IFRS対応の問題は、親会社のみの問題ではない。IFRSは連結財務諸表に関する財務報告基準であることから連結子会社もその影響を逃れることはできない。
各部門別論点や主要会計基準に関する論点は本社と比べて網羅的ではないが、各種取り組みが必要だ。会計基準以外の側面でも影響があり得る。IFRSの採用に際して、社内の管理会計のルールの変更が行われたり、経理業務の実施体制やシステムがグループ全体で見直されるケースもある。
まずは、根幹となるIFRSベースのグループ会計基準の作成に際しても連結子会社として本社の検討チームへのアドバイスや参画が求められる。
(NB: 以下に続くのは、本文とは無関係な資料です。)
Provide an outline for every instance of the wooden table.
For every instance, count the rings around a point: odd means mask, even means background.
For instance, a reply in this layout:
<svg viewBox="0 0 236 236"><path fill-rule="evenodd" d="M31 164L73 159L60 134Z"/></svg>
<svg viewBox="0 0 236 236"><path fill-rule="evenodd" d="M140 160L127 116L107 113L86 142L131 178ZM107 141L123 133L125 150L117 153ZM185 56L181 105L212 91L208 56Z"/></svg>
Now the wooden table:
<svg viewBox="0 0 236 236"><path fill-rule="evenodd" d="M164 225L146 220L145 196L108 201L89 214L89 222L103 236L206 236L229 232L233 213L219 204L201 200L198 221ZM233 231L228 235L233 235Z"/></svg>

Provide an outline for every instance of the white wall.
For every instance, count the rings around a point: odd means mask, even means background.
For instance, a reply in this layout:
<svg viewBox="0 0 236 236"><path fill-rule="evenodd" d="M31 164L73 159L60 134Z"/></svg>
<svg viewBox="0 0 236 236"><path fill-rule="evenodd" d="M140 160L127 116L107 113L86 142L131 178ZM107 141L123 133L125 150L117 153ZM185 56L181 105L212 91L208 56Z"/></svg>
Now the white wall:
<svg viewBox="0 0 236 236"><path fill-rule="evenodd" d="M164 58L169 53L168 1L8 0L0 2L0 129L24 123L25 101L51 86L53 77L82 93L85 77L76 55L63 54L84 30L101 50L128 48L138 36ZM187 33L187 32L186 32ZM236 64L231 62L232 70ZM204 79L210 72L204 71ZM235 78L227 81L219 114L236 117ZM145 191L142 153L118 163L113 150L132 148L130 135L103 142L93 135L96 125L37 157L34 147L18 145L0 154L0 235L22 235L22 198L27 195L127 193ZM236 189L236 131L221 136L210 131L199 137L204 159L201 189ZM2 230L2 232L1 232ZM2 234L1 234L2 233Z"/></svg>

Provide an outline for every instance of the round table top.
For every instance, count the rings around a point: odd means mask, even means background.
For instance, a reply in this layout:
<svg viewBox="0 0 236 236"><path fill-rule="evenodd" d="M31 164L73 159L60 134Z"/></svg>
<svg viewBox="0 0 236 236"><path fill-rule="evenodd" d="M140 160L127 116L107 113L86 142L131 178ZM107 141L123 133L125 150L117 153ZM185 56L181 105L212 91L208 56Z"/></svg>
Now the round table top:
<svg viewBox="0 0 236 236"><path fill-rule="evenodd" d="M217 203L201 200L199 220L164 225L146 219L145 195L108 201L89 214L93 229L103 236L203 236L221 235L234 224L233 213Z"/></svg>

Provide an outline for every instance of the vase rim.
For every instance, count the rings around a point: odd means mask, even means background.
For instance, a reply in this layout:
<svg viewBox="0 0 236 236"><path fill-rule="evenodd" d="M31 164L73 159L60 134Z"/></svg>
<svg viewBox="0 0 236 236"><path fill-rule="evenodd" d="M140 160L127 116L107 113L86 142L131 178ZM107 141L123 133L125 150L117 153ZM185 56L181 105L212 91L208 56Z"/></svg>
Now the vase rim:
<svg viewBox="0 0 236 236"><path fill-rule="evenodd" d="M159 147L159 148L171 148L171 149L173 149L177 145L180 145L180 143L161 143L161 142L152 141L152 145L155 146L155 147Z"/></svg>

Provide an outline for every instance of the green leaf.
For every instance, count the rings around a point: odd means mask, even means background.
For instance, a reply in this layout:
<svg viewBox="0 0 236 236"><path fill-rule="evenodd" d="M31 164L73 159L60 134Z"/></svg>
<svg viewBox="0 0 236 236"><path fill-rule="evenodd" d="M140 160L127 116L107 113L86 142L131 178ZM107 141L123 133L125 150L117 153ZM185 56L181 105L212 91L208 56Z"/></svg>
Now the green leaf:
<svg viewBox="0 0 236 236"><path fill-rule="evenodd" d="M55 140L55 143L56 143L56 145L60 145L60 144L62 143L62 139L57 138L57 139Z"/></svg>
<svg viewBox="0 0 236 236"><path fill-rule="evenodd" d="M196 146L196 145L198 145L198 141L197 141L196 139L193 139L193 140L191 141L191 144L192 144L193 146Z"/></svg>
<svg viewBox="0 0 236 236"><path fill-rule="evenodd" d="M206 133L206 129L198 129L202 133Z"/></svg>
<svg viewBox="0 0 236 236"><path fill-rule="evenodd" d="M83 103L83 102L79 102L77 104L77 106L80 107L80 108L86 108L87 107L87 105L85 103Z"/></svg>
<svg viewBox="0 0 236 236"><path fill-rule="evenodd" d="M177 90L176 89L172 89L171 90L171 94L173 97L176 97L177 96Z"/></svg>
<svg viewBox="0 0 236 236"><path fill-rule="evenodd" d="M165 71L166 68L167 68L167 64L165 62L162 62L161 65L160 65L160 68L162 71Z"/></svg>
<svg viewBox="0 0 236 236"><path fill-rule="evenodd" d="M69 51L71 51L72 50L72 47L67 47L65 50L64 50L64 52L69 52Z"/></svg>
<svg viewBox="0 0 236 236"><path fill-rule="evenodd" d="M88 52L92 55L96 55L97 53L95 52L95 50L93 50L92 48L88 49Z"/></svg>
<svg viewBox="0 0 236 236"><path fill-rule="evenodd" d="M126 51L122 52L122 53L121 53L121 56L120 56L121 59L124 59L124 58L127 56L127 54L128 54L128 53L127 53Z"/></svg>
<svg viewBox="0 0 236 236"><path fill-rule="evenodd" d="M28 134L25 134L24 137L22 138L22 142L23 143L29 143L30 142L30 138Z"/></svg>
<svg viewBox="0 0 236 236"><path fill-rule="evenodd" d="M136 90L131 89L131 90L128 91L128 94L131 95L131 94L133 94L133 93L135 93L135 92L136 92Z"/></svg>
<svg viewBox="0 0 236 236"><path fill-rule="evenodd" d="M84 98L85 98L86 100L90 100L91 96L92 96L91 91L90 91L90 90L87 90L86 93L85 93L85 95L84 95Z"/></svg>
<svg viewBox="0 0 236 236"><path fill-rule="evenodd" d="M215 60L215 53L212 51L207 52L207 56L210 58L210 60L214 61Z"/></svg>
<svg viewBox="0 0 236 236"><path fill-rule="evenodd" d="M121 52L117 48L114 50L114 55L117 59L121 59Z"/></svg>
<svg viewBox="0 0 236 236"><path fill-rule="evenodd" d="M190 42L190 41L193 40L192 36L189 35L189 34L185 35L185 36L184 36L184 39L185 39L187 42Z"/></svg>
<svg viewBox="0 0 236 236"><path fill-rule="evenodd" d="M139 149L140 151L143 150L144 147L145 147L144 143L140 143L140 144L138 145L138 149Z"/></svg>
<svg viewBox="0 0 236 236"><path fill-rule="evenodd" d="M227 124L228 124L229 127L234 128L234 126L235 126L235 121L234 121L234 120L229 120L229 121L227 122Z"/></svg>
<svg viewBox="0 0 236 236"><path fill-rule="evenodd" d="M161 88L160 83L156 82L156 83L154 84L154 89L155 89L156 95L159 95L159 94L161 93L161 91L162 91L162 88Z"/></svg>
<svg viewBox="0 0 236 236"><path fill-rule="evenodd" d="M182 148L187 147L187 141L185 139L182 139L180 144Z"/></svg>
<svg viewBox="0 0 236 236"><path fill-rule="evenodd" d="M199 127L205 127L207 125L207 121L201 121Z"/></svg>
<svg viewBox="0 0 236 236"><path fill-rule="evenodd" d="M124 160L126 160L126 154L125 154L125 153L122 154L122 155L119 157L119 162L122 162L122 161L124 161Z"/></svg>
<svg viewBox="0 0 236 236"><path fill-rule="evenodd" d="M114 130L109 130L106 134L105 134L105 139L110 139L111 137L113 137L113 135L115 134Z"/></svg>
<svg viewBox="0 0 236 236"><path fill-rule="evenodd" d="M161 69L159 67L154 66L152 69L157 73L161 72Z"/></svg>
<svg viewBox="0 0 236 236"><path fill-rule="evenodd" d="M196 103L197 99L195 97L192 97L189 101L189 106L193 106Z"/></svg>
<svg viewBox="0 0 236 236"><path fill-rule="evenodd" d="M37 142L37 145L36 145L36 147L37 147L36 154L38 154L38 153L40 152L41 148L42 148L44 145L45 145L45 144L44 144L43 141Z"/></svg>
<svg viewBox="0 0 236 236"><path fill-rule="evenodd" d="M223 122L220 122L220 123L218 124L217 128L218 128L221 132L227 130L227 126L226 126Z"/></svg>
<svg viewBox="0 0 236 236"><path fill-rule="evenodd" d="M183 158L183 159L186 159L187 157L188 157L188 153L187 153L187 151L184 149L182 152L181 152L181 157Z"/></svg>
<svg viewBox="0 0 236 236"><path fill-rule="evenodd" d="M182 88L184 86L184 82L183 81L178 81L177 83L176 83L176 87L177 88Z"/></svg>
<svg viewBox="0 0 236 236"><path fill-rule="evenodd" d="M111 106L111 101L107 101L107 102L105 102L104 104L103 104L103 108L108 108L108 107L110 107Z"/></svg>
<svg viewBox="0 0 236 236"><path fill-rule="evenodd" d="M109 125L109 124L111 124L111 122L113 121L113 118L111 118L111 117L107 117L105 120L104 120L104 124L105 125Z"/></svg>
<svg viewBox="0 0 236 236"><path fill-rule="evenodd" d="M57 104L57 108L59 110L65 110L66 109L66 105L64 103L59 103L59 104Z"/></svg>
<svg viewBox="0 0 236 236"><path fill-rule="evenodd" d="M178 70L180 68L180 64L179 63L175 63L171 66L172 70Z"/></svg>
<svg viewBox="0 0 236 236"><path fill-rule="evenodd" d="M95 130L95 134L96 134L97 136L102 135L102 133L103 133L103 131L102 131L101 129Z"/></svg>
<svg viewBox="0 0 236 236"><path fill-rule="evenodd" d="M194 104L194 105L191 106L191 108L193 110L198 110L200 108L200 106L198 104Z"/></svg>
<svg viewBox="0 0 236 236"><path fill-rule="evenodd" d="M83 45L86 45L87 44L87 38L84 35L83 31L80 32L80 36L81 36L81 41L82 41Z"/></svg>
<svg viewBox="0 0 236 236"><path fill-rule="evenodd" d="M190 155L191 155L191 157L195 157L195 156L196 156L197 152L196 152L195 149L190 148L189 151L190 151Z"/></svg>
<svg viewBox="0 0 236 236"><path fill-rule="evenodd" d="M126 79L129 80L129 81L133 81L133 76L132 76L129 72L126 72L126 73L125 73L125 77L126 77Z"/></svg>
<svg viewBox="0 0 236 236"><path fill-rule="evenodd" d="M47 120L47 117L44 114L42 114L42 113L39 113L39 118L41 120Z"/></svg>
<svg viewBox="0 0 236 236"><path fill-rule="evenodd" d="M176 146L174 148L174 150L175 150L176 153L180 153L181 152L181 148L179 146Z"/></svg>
さらに、作成されたグループ会計基準に対応して新たに定義された数値を収集、算定するために連結子会社内の各部門の協力をあおぎながら業務プロセスの変更やシステムの改造を期日までに完了する必要がある。
今回は、連結子会社がIFRSに際して影響を受けると想定される大きなポイントを議論していく。この記事を子会社が親会社でのIFRS対応の取り組みに効果的かつ効率的に対処できる準備のヒントとしていただきたい。
新たに「連結子会社」になる会社も
決算の変更にどう対応すべきか
1.連結範囲上のポイント
<新たな連結対象子会社>
IFRSを採用することにより、日本基準上は連結の範囲に入っていなかった子会社が新たに連結子会社になる場合がある。新たに連結子会社になった場合には、以下の点に留意することが必要となる。
1)IFRSベースのグループ会計基準への準拠
IFRS採用の親会社の連結対象子会社となると、IFRSに基づいたグループ会計基準で経理処理を行うことが求められる。日本企業の子会社でこれまで連結対象ではなかった場合、基本的には現地の会社法や税法に基づく会計基準で会計処理を行い、本社が求める特定の数値(売上高や原価等)のみ必要に応じた修正を施した上で報告している場合が多いのではないであろうか。
しかし、連結子会社となり連結パッケージを決算期ごとに迅速に本社に送付することが求められるようになると、少なくとも決算期ごとにグループ会計基準に準拠した会計数値を作成し、それに基づく各種情報を連結パッケージに記載することが必要となる。